New York Times
ALBANY, N.Y. - Eric T. Schneiderman, the New York attorney general, has requested information and documents in recent weeks from three major Wall Street banks about their mortgage securities operations during the credit boom, indicating the existence of a new investigation into practices that contributed to billions in mortgage losses.
According to the New York Times, officials in Schneiderman's office have also requested meetings with representatives of Bank of America, Goldman Sachs and Morgan Stanley. The inquiry appears to be quite broad, with the attorney general's requests for information covering many aspects of the banks' loan pooling operations, the Times reported. They bundled thousands of home loans into securities that were then sold to investors such as pension funds, mutual funds and insurance companies.
Experts in the area have since said that banks had very little of their own money invested in those mortgages. That led banks to take greater risks, which contributed to the fiscal crisis.
It is unclear which parts of the byzantine securitization process Schneiderman is focusing on. His spokesman said the attorney general would not comment on the investigation, which is in its early stages.

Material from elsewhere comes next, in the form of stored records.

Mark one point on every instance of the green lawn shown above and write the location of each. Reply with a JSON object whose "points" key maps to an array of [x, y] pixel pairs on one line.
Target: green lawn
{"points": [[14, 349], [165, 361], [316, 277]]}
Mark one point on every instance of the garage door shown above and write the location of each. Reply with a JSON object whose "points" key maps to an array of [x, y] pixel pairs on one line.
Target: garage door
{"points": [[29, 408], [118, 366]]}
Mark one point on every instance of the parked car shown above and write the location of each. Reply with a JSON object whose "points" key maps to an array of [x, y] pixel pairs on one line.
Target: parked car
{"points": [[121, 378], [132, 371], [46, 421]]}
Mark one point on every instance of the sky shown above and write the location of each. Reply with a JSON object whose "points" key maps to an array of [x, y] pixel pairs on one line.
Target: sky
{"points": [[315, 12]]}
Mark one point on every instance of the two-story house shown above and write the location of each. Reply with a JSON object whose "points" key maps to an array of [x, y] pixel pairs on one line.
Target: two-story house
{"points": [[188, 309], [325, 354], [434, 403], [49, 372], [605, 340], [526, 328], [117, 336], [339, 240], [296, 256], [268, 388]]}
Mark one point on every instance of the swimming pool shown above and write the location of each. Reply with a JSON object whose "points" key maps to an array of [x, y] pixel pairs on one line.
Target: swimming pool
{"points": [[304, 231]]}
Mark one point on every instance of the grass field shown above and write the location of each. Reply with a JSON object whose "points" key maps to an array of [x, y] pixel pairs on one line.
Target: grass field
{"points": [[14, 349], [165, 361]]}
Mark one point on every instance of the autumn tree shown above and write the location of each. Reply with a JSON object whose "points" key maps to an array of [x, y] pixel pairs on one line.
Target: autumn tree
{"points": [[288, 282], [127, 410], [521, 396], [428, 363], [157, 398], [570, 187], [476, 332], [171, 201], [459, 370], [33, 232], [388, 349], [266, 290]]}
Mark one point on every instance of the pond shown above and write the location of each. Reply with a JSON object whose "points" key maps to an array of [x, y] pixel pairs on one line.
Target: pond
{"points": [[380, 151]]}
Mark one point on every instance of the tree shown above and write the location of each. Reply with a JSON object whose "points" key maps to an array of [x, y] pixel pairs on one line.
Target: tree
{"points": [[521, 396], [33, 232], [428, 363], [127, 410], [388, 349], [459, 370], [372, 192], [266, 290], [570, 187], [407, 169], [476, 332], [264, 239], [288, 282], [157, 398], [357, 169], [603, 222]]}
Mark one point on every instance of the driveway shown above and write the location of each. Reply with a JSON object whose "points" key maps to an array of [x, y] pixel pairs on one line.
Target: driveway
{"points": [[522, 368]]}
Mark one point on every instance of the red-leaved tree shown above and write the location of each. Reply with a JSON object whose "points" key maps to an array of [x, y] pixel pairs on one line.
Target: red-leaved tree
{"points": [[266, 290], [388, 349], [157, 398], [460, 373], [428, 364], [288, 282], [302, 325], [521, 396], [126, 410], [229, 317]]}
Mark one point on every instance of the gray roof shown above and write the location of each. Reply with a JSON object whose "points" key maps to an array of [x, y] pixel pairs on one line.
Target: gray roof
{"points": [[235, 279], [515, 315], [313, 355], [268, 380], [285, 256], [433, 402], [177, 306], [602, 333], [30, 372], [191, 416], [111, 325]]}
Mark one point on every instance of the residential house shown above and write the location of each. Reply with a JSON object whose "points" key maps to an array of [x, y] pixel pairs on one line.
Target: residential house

Several civil suits have been filed by federal and state regulators since the financial crisis erupted in 2008, some of which have generated settlements and fines, most prominently a $550 million deal between Goldman Sachs and the Securities and Exchange Commission.
But even more questions have been raised in private lawsuits filed against the banks by investors and others who say they were victimized by questionable securitization practices. Some litigants have contended, for example, that the banks dumped loans they knew to be troubled into securities and then misled investors about the quality of those underlying mortgages when selling the investments.
The possibility has also been raised that the banks did not disclose to mortgage insurers the risks in the instruments they were agreeing to insure against default. Another potential area of inquiry: the billions of dollars in credit extended by Wall Street to aggressive mortgage lenders that allowed them to continue making questionable loans for far longer than they otherwise could have.
"Part of what prosecutors have the advantage of doing right now, here as elsewhere, is watching the civil suits play out as different parties fight over who bears the loss," said Daniel C. Richman, a professor of law at Columbia University. "That's a very productive source of information."
Officials at Bank of America and Goldman Sachs declined to comment about the investigation; Morgan Stanley officials did not respond to a request for comment.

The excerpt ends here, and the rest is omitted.